Sunday, October 28, 2012

notes from an expedition

Journal excerpts. (Some disorganized rambling.)

Milford Sound, NZ

Sitting in a cafe (the only establishment in "town") in Milford Sound with Eric and Amy. Milford Sound might be the most amazing thing I've ever seen. It's like Cape Breton, except instead of the forested headlands, it's towering snow-capped mountains with rainforests clinging to their lower halves and clouds ringing their summits. And then, of course, there's the sea. It's dead calm. There are fjords like I've always wanted to go to in Norway. There are waterfalls coming off of every cliff face, everywhere. Moss grows on everything. Everything, everywhere, is wet and green and bursting with life from every crevice.

We took a boat trip around the fjord, and it was completely spectacular. The boat took us right up to waterfalls so that we could look up at their height and be sprayed by their mist. The coolness on my face was a blessing. One fall had rainbows reflecting through it and off the seawater, and we were surrounded by glowing, rainbow-coloured mist. Dense rainforests grew miraculously out of cliffs with no topsoil, just moss. We saw huge swaths of bare cliffs where "tree avalanches" had scraped the rockface clean.

And then there were penguins. Yellow-crested penguins, hopping about on the rocks. They were surprisingly small. There were fur seals, too, warming up on the rocks. They looked smaller and more refined than seals I've seen in Canada. One was sleeping curled in a circle like my dog does when she's especially exhausted. He must have had a hard swim.

Our world is such a wonder. It is so full of so many spectacular things. It's up to us to just enjoy them. To meet people, be changed by them, share experiences with them, love them and let them love us back.

I wish I could make my brain remember everything.

Wanaka, NZ

After much discussion and drama, I've sent Amy and Eric off to do a gruelling 18km, 1300m elevation gain hike. I didn't really want to go. I'm so stiff from our foggy march up to Key Summit near Milford Sound the other day. I just couldn't imagine forcing my limbs up a mountainside today. It's eighteen kilometres one way.

So now I'm sitting on a park bench at the beach, looking out at Lake Wanaka and the snow-capped mountains beyond. After I finish my coffee, I'm going to wander around town for a while. There's something easy and relaxing about wandering aimlessly with no one waiting for you or wishing they could be doing something else. There's something gratifying about pleasing no one.
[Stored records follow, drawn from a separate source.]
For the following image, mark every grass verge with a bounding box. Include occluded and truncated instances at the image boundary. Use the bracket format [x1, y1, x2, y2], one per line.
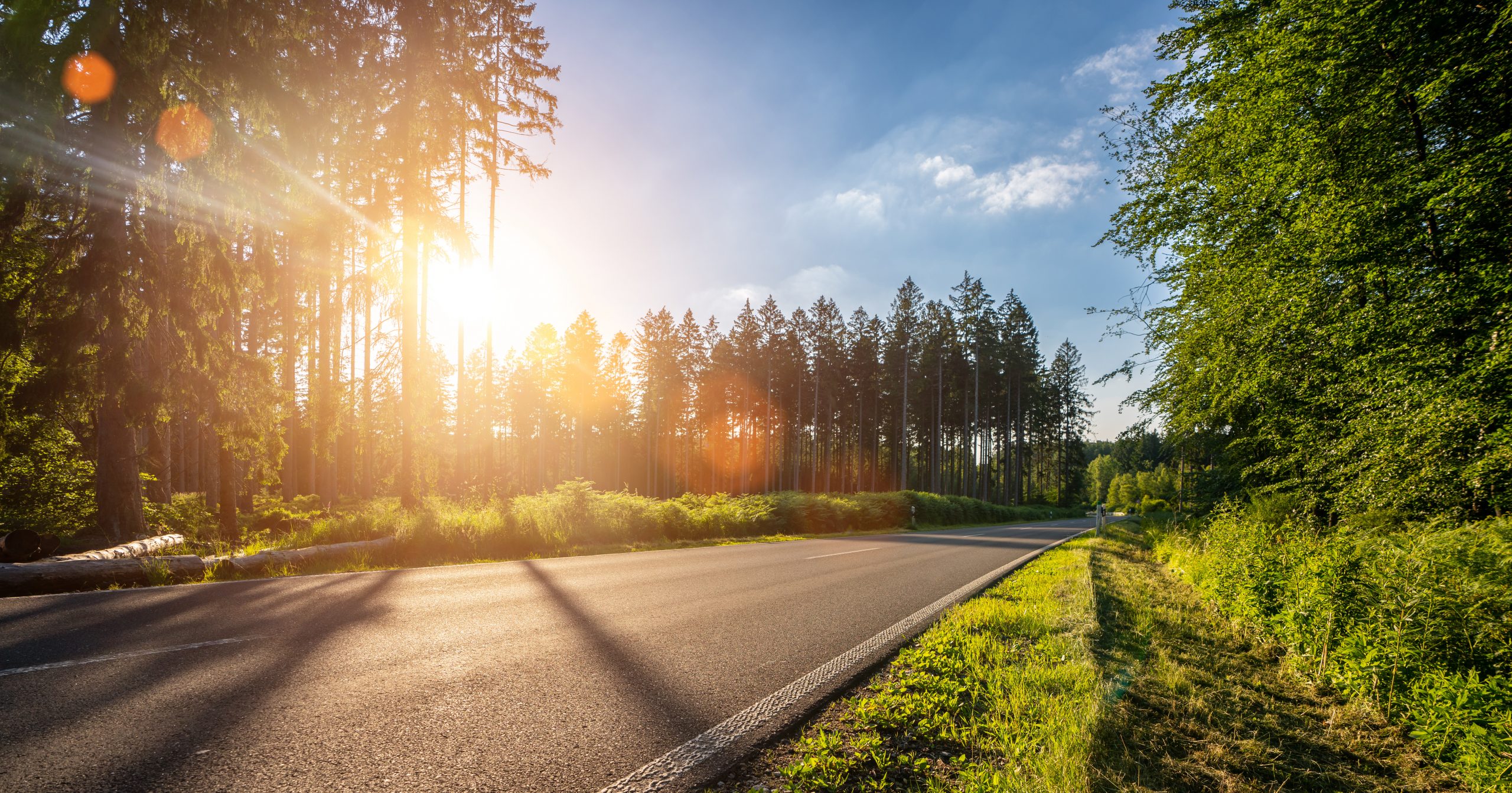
[195, 524, 1076, 583]
[713, 524, 1461, 791]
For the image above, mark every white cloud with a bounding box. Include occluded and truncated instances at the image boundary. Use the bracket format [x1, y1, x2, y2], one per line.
[1072, 30, 1160, 102]
[919, 154, 977, 188]
[835, 188, 883, 226]
[696, 265, 859, 323]
[919, 154, 1099, 215]
[978, 157, 1098, 213]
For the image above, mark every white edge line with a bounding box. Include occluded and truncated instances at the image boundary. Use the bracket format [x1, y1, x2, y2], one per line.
[0, 518, 1089, 604]
[599, 528, 1094, 793]
[0, 636, 262, 678]
[803, 545, 881, 561]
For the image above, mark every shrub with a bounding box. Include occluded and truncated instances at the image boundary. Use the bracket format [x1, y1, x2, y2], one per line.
[1155, 499, 1512, 790]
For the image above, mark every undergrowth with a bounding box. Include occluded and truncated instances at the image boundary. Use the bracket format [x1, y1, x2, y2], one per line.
[1153, 505, 1512, 791]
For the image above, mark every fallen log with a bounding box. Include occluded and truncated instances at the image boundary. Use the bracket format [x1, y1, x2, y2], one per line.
[0, 555, 206, 596]
[45, 534, 184, 561]
[215, 537, 395, 577]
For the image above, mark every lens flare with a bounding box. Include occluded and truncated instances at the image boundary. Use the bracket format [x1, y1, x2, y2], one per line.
[64, 53, 115, 105]
[153, 102, 215, 162]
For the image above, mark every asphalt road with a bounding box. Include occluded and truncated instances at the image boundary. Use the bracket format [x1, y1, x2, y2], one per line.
[0, 519, 1091, 791]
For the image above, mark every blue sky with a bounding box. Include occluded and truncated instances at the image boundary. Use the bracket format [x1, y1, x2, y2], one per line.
[443, 0, 1177, 437]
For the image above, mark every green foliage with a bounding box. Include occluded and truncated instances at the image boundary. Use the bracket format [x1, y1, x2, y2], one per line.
[1155, 508, 1512, 790]
[142, 493, 216, 540]
[1105, 0, 1512, 518]
[1087, 454, 1119, 504]
[762, 540, 1104, 791]
[263, 480, 1081, 560]
[0, 416, 95, 536]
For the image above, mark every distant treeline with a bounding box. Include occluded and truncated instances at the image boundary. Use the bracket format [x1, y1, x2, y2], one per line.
[257, 480, 1084, 563]
[0, 0, 1089, 539]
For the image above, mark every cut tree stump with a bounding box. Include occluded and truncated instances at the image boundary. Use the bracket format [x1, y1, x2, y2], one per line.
[0, 555, 206, 596]
[45, 534, 184, 561]
[215, 537, 395, 577]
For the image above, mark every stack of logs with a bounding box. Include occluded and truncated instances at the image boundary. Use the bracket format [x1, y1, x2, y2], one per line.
[0, 529, 395, 596]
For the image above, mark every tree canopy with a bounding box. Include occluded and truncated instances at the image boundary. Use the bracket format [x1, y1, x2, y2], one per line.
[1105, 0, 1512, 515]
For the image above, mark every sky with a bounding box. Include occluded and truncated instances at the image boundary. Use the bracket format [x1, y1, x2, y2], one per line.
[432, 0, 1178, 439]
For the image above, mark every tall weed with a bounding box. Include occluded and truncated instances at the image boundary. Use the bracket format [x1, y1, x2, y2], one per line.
[1155, 504, 1512, 791]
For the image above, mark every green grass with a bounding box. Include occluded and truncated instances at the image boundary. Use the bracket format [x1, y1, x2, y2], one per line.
[1152, 502, 1512, 791]
[723, 539, 1102, 791]
[713, 524, 1461, 793]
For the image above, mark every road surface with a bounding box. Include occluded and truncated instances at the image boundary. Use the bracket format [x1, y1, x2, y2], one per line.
[0, 519, 1091, 793]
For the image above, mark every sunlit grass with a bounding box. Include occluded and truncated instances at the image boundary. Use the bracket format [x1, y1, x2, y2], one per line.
[712, 524, 1459, 793]
[719, 539, 1104, 791]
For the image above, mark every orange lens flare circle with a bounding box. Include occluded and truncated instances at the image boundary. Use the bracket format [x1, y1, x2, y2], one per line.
[153, 102, 215, 162]
[64, 53, 115, 105]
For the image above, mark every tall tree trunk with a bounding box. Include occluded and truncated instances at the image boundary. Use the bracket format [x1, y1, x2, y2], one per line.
[80, 11, 146, 540]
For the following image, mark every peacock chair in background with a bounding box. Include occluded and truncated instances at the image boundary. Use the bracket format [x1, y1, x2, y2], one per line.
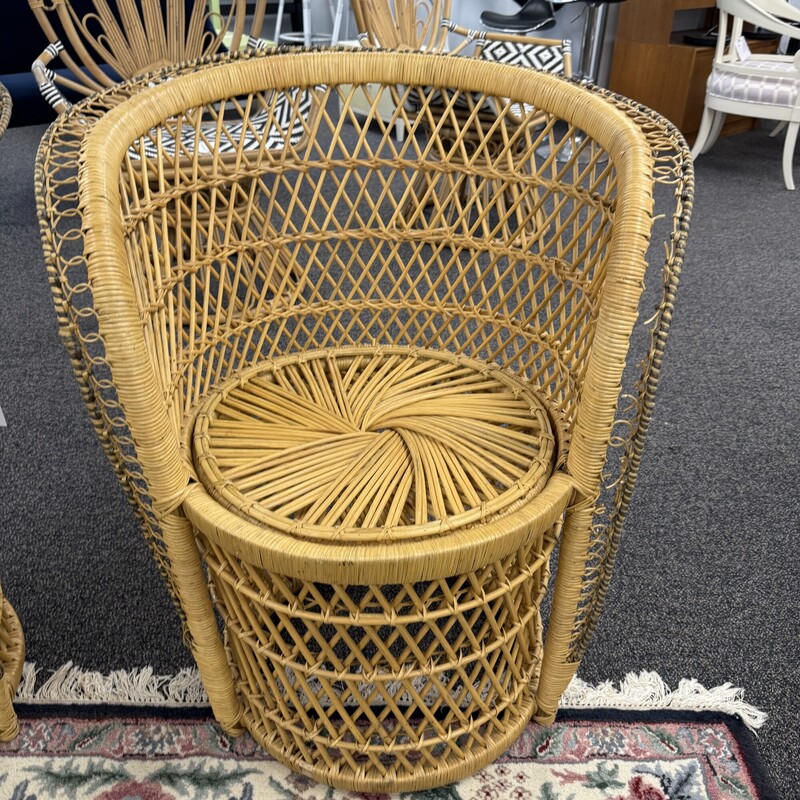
[36, 50, 693, 792]
[28, 0, 266, 114]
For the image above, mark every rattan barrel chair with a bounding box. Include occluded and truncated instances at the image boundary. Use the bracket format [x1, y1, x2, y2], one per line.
[0, 78, 25, 742]
[37, 51, 692, 791]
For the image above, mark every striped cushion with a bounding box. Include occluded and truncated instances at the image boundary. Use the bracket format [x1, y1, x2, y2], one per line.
[708, 58, 800, 107]
[128, 88, 311, 159]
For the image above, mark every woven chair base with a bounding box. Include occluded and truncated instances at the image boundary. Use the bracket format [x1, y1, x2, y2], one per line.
[0, 591, 25, 742]
[188, 346, 557, 791]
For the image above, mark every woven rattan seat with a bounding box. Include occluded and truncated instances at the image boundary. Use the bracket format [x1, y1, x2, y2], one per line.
[193, 347, 555, 542]
[37, 51, 691, 791]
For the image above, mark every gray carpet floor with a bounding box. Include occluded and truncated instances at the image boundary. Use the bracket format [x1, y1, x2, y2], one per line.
[0, 120, 800, 800]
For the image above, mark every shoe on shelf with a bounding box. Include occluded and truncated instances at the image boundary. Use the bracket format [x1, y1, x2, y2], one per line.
[481, 0, 556, 33]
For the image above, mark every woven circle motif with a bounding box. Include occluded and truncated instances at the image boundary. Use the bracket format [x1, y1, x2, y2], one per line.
[194, 347, 555, 541]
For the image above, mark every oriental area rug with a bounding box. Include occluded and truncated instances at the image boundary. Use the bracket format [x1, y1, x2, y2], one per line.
[0, 668, 777, 800]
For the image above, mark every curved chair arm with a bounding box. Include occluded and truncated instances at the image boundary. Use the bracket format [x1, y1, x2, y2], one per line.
[31, 41, 79, 114]
[717, 0, 800, 40]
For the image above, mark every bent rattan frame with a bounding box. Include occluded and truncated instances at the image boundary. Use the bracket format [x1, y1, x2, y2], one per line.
[37, 47, 692, 790]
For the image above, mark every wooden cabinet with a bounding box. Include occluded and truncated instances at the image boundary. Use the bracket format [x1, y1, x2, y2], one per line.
[608, 0, 777, 142]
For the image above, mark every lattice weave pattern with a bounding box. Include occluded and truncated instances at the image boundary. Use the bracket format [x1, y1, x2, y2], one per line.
[37, 52, 691, 790]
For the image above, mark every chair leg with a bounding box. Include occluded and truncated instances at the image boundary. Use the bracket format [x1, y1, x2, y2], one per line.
[769, 119, 789, 136]
[703, 111, 727, 153]
[692, 106, 717, 158]
[783, 122, 800, 191]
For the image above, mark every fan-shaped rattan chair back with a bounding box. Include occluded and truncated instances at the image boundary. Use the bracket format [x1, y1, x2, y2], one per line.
[28, 0, 266, 113]
[37, 51, 691, 791]
[352, 0, 452, 52]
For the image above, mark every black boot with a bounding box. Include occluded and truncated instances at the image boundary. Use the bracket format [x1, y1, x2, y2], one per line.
[481, 0, 556, 33]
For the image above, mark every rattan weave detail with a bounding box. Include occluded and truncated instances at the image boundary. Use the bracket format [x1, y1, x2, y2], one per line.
[193, 347, 555, 542]
[37, 51, 692, 791]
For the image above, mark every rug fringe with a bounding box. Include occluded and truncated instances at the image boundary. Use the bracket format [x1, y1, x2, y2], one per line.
[16, 661, 208, 707]
[561, 671, 767, 732]
[16, 661, 767, 731]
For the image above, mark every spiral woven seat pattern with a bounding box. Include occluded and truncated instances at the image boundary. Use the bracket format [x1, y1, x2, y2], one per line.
[194, 347, 555, 541]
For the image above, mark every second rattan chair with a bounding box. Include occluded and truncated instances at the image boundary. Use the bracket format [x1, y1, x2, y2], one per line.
[37, 51, 691, 792]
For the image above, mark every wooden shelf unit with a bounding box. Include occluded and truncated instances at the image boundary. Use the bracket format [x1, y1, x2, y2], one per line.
[608, 0, 777, 142]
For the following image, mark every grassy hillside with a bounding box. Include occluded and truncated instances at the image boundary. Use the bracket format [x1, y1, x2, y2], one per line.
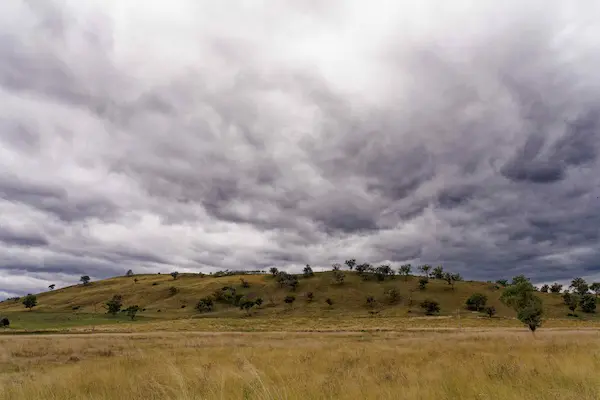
[0, 271, 584, 325]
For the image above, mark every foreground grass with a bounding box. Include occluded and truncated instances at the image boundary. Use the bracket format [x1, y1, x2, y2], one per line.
[0, 330, 600, 400]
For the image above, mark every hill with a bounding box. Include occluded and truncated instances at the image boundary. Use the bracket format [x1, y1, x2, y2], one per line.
[0, 271, 584, 327]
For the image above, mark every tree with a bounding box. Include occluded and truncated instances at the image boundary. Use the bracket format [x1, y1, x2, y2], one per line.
[465, 293, 487, 311]
[283, 294, 296, 308]
[420, 299, 440, 315]
[419, 264, 431, 277]
[398, 264, 412, 281]
[127, 305, 141, 321]
[431, 265, 445, 279]
[569, 278, 590, 296]
[106, 294, 123, 316]
[579, 293, 596, 313]
[366, 296, 376, 308]
[550, 283, 562, 293]
[517, 302, 543, 332]
[333, 269, 346, 285]
[23, 293, 37, 311]
[344, 258, 356, 271]
[303, 264, 315, 278]
[196, 296, 215, 312]
[385, 288, 400, 304]
[590, 282, 600, 297]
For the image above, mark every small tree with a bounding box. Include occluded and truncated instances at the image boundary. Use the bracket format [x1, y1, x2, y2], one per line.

Worrying about no one.

But only for a time, because happiness only really works properly when it's shared. It might be the main reason we're all still here, on earth, slogging it out side-by-side. Who cares if you have an amazing experience if you can never share it with another soul?

One last thing before I wander: a mother duck just wam by with a row of tiny ducklings. They look like they just hatched yesterday. She keeps turning around and quacking instructions to them, gathering up her tiny, chirping hatchlings and keeping them close by. It is so lovely to be in a place where it's springtime. Just last week, fall was giving way to winter, once and for all, and I wasn't ready to release the fairer seasons yet. I'm never ready for the long settling-in of our coldest, bleakest months. And now I've been blessed enough to skip straight ahead to spring, just for a little while.

By the lakeside, I said a prayer of thanks to God for this precious gift.